Ho provato ad ascoltare qualche psicologo che si occupa del problema. Tralasciando gli aspetti clinici, che non mi competono, ho sentito alcune riflessioni che mi hanno colpita. Una in particolare ha fatto risuonare qualcosa: “i giochi che creano dipendenze si basano sulla fortuna e spingono totalmente su leve emotive: per contrastarli bisognerebbe lavorare con giochi basati sulla logica, giochi di abilità, in cui si vince con capacità e impegno”. La proposta era di riaffermare la razionalità contro l’emotività, l’abilità contro la fortuna. E ancora una volta i conti non mi tornavano. Effettivamente nella nostra società molto spesso ci attraggono e ci imbrogliano facendo leva sulla nostra emotività. Ma non mi pare proprio che si possa dire che viviamo in un mondo in cui la razionalità ha poco spazio! Forse il problema anche qui sta nell’innaturale tentativo di tenere separate le due sfere: razionalità da una parte, emotività dall’altra, dove c’è una non c’è l’altra e viceversa. Anche qui il gioco (quello vero) potrebbe fare molto: il gioco mette insieme emotivo e razionale, ci coinvolge nella nostra interezza e ci costringe a misurarci con diversi aspetti di noi stessi e a trovare conciliazioni e compromessi. Insomma, anche questa cosa dei giochi che puntano sull’emotività contro quelli razionali non mi tornava.
Allora mi sono trovata a pensare: cos’è che a me stona davvero? Cosa mi sembra così grave e doloroso da aver voglia di dedicare tempo e risorse a questa faccenda?
E per prima cosa mi sono venuti in mente i vecchietti del mio quartiere imbambolati davanti a una slot, o certe signore che conosco che si comprano un gratta e vinci dopo l’altro. Mi è venuto in mente il gioco (?) dei pacchi in TV e certi giochini del cellulare che ti acchiappano senza offrirti nessun piacere reale, ma solo con specchietti colorati… Ho pensato alle sale slot che hanno invaso Roma (e non solo) e alla loro infinita bruttezza.

Quando il gioco d’azzardo diventa indimenticabile: Paul Newman nei primi anni Settanta interpreta “La Stangata”
Per finire ho pensato al mio lavoro e ai ragazzi con cui provo ad impegnarmi. Uso il gioco come strumento educativo perché il gioco mi permette di rendere i ragazzi protagonisti, mi permette di dire loro (sempre, qualsiasi sia il tema del nostro lavoro insieme) “tu sai pensare, tu sai inventare, tu sai agire a seconda di quel che hai sperimentato/pensato/sentito; tu puoi scegliere, tu puoi cambiare le cose”. I giochi con cui lavoro dicono sempre questo, perché sono veri giochi: ti mettono in gioco, appunto, ti fanno confrontare con te stesso, con gli altri, con una realtà (simulata e semplificata quanto vogliamo, ma comunque complessa, mutevole, modificabile con le azioni dei giocatori).
Così ho focalizzato: per me il problema non è certo il gioco! Ma nemmeno l’azzardo in sé. Non è solo la patologia (azzardopatia, per chiamarla col suo nome), né il prevalere in certi giochi di fortuna o emotività.

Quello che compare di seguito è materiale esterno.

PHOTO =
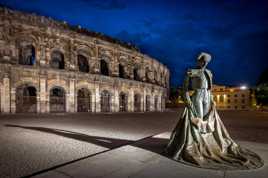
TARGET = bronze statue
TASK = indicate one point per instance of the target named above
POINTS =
(200, 138)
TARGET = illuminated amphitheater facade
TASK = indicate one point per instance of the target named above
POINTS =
(50, 66)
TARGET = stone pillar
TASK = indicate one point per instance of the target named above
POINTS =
(43, 102)
(144, 100)
(5, 95)
(92, 102)
(152, 108)
(159, 103)
(13, 100)
(115, 101)
(71, 96)
(97, 99)
(131, 101)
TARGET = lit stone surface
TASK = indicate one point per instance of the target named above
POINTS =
(38, 54)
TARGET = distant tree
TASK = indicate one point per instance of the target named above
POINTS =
(261, 91)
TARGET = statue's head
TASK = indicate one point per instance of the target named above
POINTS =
(203, 59)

Per me il problema è un modello culturale che sta dentro a certi giochi che ci hanno invasi e conquistati. Sta nelle slot e nei gratta e vinci e nel gioco (?) dei pacchi in TV. È un modello culturale che dice “tu non sei in grado di cambiare la tua vita con le tue risorse, con le tue scelte, con le tue azioni… affidati a qualcos’altro e spera bene”. Ti puoi affidare alla fortuna o a chi vuoi tu, ma è comunque inutile che ti impegni: stacca pure il cervello, rilassati, perditi e spera.
Ovviamente non sto parlando di un complotto!
Parlo di un modello culturale che semplicemente si adatta così alla perfezione con la nostra politica, con la nostra economia (legale e illegale!), con la nostra storia culturale e educativa (gioco, partecipazione e cittadinanza sono ancora lontani dalle nostre scuole), da essersi affermato senza trovare resistenze, o trovandone troppo poche.
Ecco, io vorrei lavorare per contrastare questo modello culturale. Vorrei farlo giocando, facendo giocare e se serve anche lottando un po’.